As far as I know, the only "consumer" of _named_ BdrvDirtyBitmaps is
block/backup.c, and we do not support it for mirror (yet?)
So can a block-backup job be running WHILE we migrate? Otherwise, I
don't think this situation (untracked bitmap resets) will arise here.

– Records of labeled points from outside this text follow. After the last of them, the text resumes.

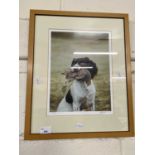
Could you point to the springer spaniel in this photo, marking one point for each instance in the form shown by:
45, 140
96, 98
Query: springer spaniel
81, 95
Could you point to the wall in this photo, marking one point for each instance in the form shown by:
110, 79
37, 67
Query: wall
98, 146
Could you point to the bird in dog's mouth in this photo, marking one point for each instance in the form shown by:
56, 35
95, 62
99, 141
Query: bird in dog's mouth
79, 72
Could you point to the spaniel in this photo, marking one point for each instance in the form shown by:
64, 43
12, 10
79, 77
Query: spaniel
81, 95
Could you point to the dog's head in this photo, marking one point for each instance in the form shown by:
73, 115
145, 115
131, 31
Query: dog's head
87, 64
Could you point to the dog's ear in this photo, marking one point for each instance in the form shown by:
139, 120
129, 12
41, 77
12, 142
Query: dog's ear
75, 60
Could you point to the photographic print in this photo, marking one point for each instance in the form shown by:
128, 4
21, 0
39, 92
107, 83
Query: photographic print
79, 76
79, 71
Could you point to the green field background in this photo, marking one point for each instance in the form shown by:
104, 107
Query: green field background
63, 44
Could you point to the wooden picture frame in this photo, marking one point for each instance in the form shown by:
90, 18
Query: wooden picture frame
36, 82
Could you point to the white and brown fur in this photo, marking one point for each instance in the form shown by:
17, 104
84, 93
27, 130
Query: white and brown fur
81, 95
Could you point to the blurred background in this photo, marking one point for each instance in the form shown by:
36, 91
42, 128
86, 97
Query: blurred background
63, 45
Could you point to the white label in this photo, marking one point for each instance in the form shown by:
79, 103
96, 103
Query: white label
45, 130
79, 125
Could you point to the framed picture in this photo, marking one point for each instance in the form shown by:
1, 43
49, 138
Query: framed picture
79, 76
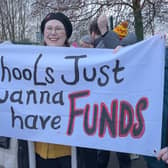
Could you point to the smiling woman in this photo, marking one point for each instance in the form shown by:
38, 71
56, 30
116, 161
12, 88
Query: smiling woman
56, 29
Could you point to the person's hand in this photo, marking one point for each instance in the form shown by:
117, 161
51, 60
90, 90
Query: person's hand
102, 23
117, 49
163, 154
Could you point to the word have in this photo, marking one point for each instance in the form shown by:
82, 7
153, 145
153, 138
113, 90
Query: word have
118, 124
35, 121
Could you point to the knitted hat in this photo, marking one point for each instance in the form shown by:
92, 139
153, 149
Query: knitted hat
87, 39
62, 18
121, 29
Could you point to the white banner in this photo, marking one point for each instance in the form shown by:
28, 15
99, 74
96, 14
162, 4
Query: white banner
84, 97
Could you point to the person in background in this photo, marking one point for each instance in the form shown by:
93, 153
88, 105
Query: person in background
56, 29
121, 29
86, 42
86, 157
16, 153
103, 38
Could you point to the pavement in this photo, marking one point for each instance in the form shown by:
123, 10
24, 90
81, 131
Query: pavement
135, 163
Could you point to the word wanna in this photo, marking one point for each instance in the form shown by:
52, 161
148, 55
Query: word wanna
32, 96
118, 124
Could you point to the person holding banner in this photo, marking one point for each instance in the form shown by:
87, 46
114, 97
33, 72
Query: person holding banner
56, 29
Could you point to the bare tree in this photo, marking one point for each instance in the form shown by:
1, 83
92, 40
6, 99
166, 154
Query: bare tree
141, 13
13, 15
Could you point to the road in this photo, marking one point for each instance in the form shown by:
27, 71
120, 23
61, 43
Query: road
136, 163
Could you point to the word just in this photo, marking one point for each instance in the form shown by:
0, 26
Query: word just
99, 74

> This, strictly speaking, is conservative so it is not incorrect, but it
> basically throws away all the work done by the block job during the
> block migration---which might take several minutes. Is a non-live
> solution really that bad? If it is, and it is not feasible to just
> migrate the bitmaps non-live, can we do better to migrate bits of the
> dirty bitmap that have become 0?
>
> Paolo
>
>> Skipping shared sectors: bitmaps are migrated independently of this,
>> just send blk without block data.
>>
>> Signed-off-by: Vladimir Sementsov-Ogievskiy <vsementsov@parallels.com>
>> ---
>> block-migration.c | 173 +++++++++++++++++++++++++++++++++++++++++++++++-------
>> savevm.c | 1 +
>> 2 files changed, 154 insertions(+), 20 deletions(-)
>>
>> diff --git a/block-migration.c b/block-migration.c
>> index 908a66d..95d54a1 100644
>> --- a/block-migration.c
>> +++ b/block-migration.c
>> @@ -32,6 +32,8 @@
>> #define BLK_MIG_FLAG_EOS 0x02
>> #define BLK_MIG_FLAG_PROGRESS 0x04
>> #define BLK_MIG_FLAG_ZERO_BLOCK 0x08
>> +#define BLK_MIG_FLAG_HAS_BLOCK 0x10
>> +#define BLK_MIG_FLAG_HAS_BITMAPS 0x20
>>
>> #define MAX_IS_ALLOCATED_SEARCH 65536
>>
>> @@ -51,6 +53,8 @@ typedef struct BlkMigDevState {
>> int shared_base;
>> int64_t total_sectors;
>> QSIMPLEQ_ENTRY(BlkMigDevState) entry;
>> + int nr_bitmaps;
>> + BdrvDirtyBitmap **dirty_bitmaps;
>>
>> /* Only used by migration thread. Does not need a lock. */
>> int bulk_completed;
>> @@ -64,6 +68,11 @@ typedef struct BlkMigDevState {
>> Error *blocker;
>> } BlkMigDevState;
>>
>> +typedef struct BlkMigDirtyBitmap {
>> + BdrvDirtyBitmap *bitmap;
>> + uint8_t *buf;
>> +} BlkMigDirtyBitmap;
>> +
>> typedef struct BlkMigBlock {
>> /* Only used by migration thread. */
>> uint8_t *buf;
>> @@ -74,6 +83,9 @@ typedef struct BlkMigBlock {
>> QEMUIOVector qiov;
>> BlockAIOCB *aiocb;
>>
>> + int nr_bitmaps;
>> + BlkMigDirtyBitmap *dirty_bitmaps;
>> +
>> /* Protected by block migration lock. */
>> int ret;
>> QSIMPLEQ_ENTRY(BlkMigBlock) entry;
>> @@ -83,6 +95,7 @@ typedef struct BlkMigState {
>> /* Written during setup phase. Can be read without a lock. */
>> int blk_enable;
>> int shared_base;
>> + int dbm_enable;
>> QSIMPLEQ_HEAD(bmds_list, BlkMigDevState) bmds_list;
>> int64_t total_sector_sum;
>> bool zero_blocks;
>> @@ -116,27 +129,63 @@ static void blk_mig_unlock(void)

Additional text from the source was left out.